Distócias do Parto: Manejo da Parada Secundária da Descida

IFF/Fiocruz - Instituto Fernandes Figueira (RJ) — Prova 2020

Enunciado

O parto disfuncional é caracterizado pela presença de distócias. A identificação das distócias é feita pela observação das curvas de dilatação cervical e pela descida da apresentação expressas no partograma. Marque a opção que apresenta uma opção terapêutica para cada tipo de distócia:

Alternativas

  1. A) Parto preciptado deve ser tratado com uso de ocitócito.
  2. B) Parada secundária da descida, estando indicado a operação cesariana.
  3. C) Período pélvico prolongado, repouso em decúbito lateral esquerdo é indicado.
  4. D) Fase ativa prolongada deve ser corrigida com método de indução de Krause.

Pérola Clínica

Parada secundária da descida no partograma → indicação de cesariana.

Resumo-Chave

A parada secundária da descida, caracterizada pela ausência de progressão da apresentação fetal por um período determinado (geralmente 1 hora ou mais em multíparas, 2 horas ou mais em primíparas, após dilatação completa), é uma distócia que frequentemente indica a necessidade de operação cesariana, especialmente se não houver resposta à ocitocina ou se houver desproporção cefalopélvica.

Contexto Educacional

O parto disfuncional refere-se a um trabalho de parto que não progride normalmente, caracterizado pela presença de distócias. A identificação precoce dessas distócias é crucial e é feita principalmente pela observação das curvas de dilatação cervical e da descida da apresentação fetal registradas no partograma. O partograma é uma ferramenta gráfica essencial para monitorar a evolução do trabalho de parto e identificar desvios da normalidade. As distócias podem ser classificadas em distúrbios da fase latente, da fase ativa (como fase ativa prolongada ou parada secundária da dilatação) e distúrbios da descida (como parada secundária da descida ou período pélvico prolongado). A parada secundária da descida é uma condição em que a apresentação fetal não progride por um período definido (geralmente 1-2 horas, dependendo da paridade e da fonte), mesmo com contrações uterinas adequadas. Nesses casos, após avaliação cuidadosa para excluir desproporção cefalopélvica ou outras causas obstrutivas, e se a condução com ocitocina não for eficaz, a operação cesariana torna-se a opção terapêutica mais segura e indicada para evitar complicações maternas e fetais. É fundamental que o residente saiba interpretar o partograma e tomar decisões clínicas adequadas diante das diferentes distócias.

Perguntas Frequentes

O que caracteriza a parada secundária da descida no partograma?

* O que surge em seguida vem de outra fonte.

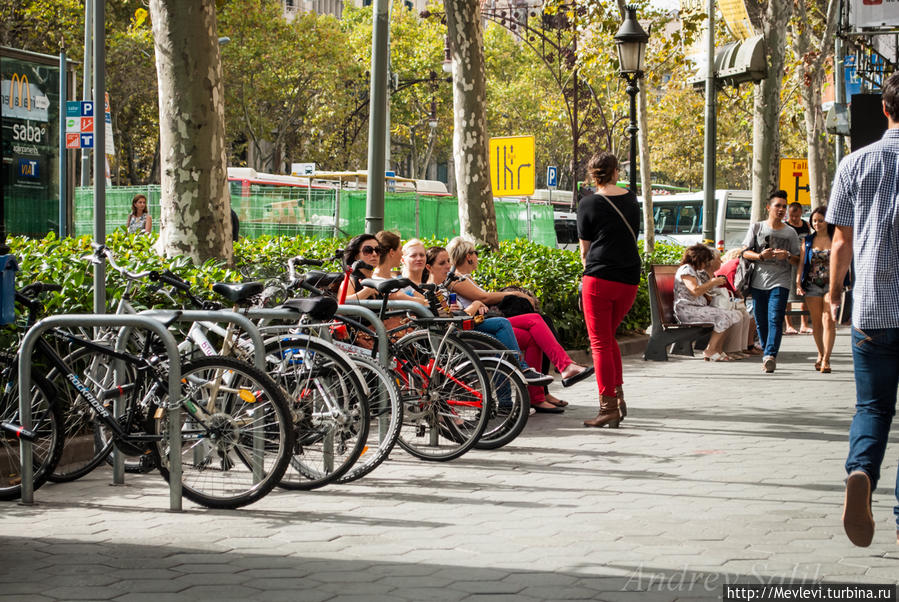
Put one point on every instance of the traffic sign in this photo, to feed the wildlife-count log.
(512, 166)
(552, 177)
(794, 179)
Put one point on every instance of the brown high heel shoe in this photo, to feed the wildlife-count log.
(609, 413)
(622, 407)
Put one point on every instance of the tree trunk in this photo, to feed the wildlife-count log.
(195, 217)
(477, 215)
(766, 109)
(812, 58)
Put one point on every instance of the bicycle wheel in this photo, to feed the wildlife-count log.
(46, 421)
(446, 395)
(87, 440)
(385, 418)
(235, 432)
(511, 404)
(329, 404)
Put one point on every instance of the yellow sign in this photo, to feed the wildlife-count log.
(512, 166)
(794, 179)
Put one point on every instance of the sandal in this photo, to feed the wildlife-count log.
(559, 403)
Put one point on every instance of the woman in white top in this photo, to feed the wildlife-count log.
(691, 303)
(530, 328)
(139, 219)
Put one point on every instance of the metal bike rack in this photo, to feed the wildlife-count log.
(102, 321)
(196, 315)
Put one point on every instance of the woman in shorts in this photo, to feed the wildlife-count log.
(813, 281)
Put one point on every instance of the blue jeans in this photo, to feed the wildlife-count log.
(502, 330)
(769, 308)
(876, 357)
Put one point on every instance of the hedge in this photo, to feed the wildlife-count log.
(552, 274)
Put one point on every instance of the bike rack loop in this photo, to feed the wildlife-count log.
(195, 315)
(27, 350)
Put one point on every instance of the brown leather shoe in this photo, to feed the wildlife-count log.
(858, 522)
(609, 413)
(622, 407)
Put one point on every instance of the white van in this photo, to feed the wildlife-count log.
(679, 216)
(678, 219)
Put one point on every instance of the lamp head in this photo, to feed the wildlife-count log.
(631, 40)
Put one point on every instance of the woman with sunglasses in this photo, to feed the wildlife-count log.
(437, 262)
(366, 248)
(531, 331)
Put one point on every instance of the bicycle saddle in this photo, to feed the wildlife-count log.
(323, 279)
(318, 308)
(385, 287)
(237, 293)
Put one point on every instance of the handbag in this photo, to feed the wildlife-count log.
(745, 269)
(720, 298)
(513, 305)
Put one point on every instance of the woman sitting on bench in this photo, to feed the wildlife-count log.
(692, 300)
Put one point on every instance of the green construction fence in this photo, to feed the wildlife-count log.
(314, 211)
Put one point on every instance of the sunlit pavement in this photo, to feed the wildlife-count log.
(720, 474)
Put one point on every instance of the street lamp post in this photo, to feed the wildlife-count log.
(631, 40)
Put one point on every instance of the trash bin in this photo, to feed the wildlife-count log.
(8, 269)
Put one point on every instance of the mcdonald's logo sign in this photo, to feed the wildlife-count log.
(19, 99)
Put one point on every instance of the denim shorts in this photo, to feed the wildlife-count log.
(813, 290)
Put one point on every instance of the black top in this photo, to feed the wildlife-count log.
(802, 230)
(613, 253)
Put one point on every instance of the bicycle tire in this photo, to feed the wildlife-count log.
(329, 404)
(511, 404)
(46, 422)
(236, 433)
(446, 396)
(385, 418)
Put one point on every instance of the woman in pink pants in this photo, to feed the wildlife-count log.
(531, 331)
(607, 223)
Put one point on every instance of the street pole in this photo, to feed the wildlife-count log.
(632, 129)
(839, 91)
(86, 86)
(63, 153)
(99, 152)
(377, 122)
(708, 175)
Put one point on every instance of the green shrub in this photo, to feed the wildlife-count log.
(552, 274)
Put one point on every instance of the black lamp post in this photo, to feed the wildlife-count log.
(631, 40)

A parada secundária da descida é caracterizada pela ausência de progressão da apresentação fetal por um período mínimo de 1 hora em multíparas ou 2 horas em primíparas, após a dilatação cervical completa e contrações uterinas adequadas.

Quando a cesariana é indicada para distócias de descida?

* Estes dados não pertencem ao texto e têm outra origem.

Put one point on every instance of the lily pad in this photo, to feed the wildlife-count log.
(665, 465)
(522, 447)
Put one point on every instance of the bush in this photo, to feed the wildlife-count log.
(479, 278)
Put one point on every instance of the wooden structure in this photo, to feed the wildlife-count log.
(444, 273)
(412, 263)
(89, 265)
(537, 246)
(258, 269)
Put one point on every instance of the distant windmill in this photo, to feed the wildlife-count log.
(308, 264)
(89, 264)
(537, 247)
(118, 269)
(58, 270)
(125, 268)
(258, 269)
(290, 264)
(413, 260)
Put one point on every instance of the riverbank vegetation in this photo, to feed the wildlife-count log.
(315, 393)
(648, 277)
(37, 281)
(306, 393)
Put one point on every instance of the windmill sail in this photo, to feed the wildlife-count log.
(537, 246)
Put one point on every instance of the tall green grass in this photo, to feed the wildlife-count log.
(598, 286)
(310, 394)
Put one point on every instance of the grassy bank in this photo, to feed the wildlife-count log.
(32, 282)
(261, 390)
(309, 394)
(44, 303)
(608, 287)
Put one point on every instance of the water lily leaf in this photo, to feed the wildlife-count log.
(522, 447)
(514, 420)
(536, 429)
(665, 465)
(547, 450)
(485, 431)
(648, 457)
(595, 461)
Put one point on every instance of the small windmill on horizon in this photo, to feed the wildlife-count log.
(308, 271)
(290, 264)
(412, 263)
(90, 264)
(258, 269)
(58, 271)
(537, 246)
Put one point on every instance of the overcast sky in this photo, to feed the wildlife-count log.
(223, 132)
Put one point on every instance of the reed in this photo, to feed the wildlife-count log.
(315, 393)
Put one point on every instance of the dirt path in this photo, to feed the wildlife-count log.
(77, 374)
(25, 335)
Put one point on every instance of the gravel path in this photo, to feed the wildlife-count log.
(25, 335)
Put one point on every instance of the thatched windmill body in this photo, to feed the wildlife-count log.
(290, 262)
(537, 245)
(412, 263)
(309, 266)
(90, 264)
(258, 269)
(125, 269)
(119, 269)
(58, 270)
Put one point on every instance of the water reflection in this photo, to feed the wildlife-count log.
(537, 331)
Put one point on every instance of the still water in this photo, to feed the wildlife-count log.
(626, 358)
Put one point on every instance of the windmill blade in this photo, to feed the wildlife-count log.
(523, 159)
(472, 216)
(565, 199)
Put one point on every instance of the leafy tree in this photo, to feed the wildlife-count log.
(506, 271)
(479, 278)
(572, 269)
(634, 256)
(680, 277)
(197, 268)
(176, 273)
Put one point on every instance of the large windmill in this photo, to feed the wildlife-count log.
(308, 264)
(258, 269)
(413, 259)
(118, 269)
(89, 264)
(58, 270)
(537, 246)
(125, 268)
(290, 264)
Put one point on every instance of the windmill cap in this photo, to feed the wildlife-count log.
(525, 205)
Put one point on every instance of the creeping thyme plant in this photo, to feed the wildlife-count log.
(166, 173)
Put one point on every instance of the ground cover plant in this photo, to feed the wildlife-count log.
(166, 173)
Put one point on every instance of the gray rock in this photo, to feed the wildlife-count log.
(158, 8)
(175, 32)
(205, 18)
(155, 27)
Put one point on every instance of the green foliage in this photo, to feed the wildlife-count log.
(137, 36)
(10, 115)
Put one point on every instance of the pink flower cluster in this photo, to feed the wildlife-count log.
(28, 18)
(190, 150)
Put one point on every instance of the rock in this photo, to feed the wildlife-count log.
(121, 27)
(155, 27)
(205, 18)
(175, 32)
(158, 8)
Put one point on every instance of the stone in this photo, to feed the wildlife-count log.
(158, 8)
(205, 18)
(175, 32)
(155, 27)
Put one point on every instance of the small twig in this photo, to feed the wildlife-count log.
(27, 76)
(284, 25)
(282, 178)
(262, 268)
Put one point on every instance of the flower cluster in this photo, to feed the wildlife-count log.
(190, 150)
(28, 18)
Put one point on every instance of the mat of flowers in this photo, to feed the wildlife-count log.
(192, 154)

A cesariana é indicada para parada secundária da descida quando não há resposta à condução com ocitocina, há suspeita de desproporção cefalopélvica, ou outras causas obstrutivas que impedem a progressão do parto vaginal.

Quais são as principais causas de parto disfuncional?

As principais causas de parto disfuncional incluem distúrbios da contratilidade uterina (hipoatividade), distócias de trajeto (pélvicas ou de partes moles) e distócias fetais (macrossomia, malformações, má-apresentação).